Well, I visited those links and they don't provide any more information than you already stated other than being brought here by the Spanish and have Merino ancestry.  I had hundreds of Merinos ( Ramboulatt, Corriedale, and Purebred Suffolks too)  and they had fine wool, but they are very skittish and their lamb's rate of gain and meat quality was mediocre.  Much improved with the use of Suffolk rams. In this economy the price of wool is so low and sheering costs so high that it isn't worth it to raise them. I culled them all.    I do not and  have not  owned ( one of my neighbors does and I am very impressed with them as well as their crossbred lambs) a Dorper sheep, a new breed to the U.S.  developed in S. Africa crossing the Dorset ram with a Persian Fat Rumped ewe -- developed for survival and meat production in extreme conditions.   Just google "Dorper" and see what is useful information that a serious  sheep owner can actually sink their teeth into.  ( I was a sheep owner with a profit motive, not a part time  backyard rare/ endangered  of extinction breed preservation operation)


----------



## Childwanderer (Jun 6, 2019)

*"Parasite Resistance*
Studies at the University of Florida and Louisiana State University found the presence of factors in Gulf Coast sheep that prevent infestation of some gut parasites, in particular Haemonchus contortus. Trials conducted at Alabama A&M University in 1997 came to similar conclusions. In this study Gulf Coast Sheep had one eighth of the fecal parasite egg count (Haemonchus contortus, Ostertagia circumcincta and Trichostrongylus spp.) than Suffolk sheep under similar conditions. Some flocks have been maintained for many years without the use of dewormers. The University of Florida flock was maintained this way for more than thirty years.

*Footrot Resistance*
Gulf Coast Sheep have a well-documented resistance to footrot, based on the experiences of many breeders including those at research universities.

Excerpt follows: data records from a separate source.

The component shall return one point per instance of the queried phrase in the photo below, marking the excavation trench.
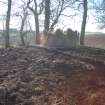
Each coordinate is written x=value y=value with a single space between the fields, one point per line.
x=49 y=76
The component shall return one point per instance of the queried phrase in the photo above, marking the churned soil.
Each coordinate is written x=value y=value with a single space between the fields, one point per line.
x=48 y=76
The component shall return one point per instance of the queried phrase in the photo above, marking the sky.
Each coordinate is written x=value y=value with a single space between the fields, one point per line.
x=64 y=22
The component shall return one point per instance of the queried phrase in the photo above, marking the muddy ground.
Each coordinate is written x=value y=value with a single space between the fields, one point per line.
x=40 y=76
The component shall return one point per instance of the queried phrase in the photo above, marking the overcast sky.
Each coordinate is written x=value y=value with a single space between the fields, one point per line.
x=65 y=22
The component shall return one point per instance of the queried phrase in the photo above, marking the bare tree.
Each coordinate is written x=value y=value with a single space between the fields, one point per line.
x=7 y=44
x=36 y=14
x=83 y=22
x=57 y=9
x=47 y=16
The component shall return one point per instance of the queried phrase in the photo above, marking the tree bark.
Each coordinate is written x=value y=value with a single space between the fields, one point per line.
x=37 y=37
x=82 y=36
x=21 y=29
x=7 y=43
x=47 y=16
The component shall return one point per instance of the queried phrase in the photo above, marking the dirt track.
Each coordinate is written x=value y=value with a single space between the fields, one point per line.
x=36 y=76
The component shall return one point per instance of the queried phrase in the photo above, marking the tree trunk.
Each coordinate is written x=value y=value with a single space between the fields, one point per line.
x=21 y=29
x=82 y=36
x=37 y=37
x=7 y=44
x=47 y=16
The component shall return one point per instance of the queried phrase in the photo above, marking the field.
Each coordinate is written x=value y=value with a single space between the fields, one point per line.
x=95 y=40
x=48 y=76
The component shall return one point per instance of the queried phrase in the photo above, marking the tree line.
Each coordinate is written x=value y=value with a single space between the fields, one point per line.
x=52 y=10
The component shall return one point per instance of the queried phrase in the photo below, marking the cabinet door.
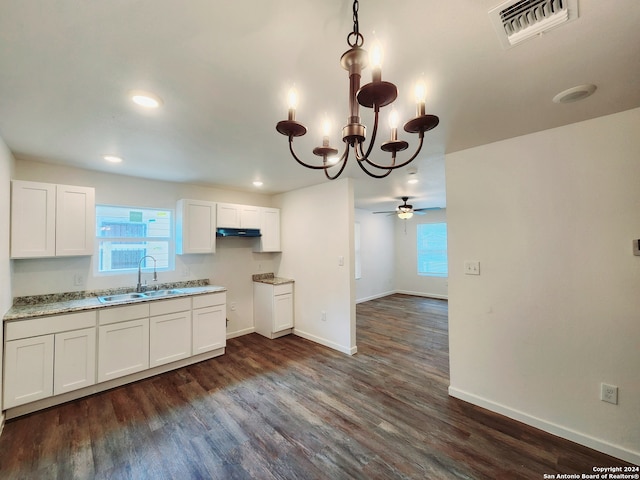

*Heat and Humidity Tolerance*
Gulf Coast Sheep have become so adapted to the high heat and humidity that temperatures of more than 100 degrees will not interfere with breeding. Some of these sheep have also become acclimatized to temperatures as low as 60 degrees below zero.
...
*Prolificacy*
Gulf Coast ewes are able to produce three lamb crops in two years and will average 150% lamb crop per year. Lambing rates are similar to that of other breeds (70% single, 30% twins and occasionally triplets). They produce a high percentage of live lambs and a high ratio of finished lambs per ewe mated."

(http://www.gulfcoastsheep.info/characteristics/)
The main interest in GCNs is in their rarity/heritage breed status, but they do have practical advantages as shown above in being low maintenance and good birthers. If you are not interested in heritage breeds as such and are not a small homesteader, however, you probably aren't the target market.


----------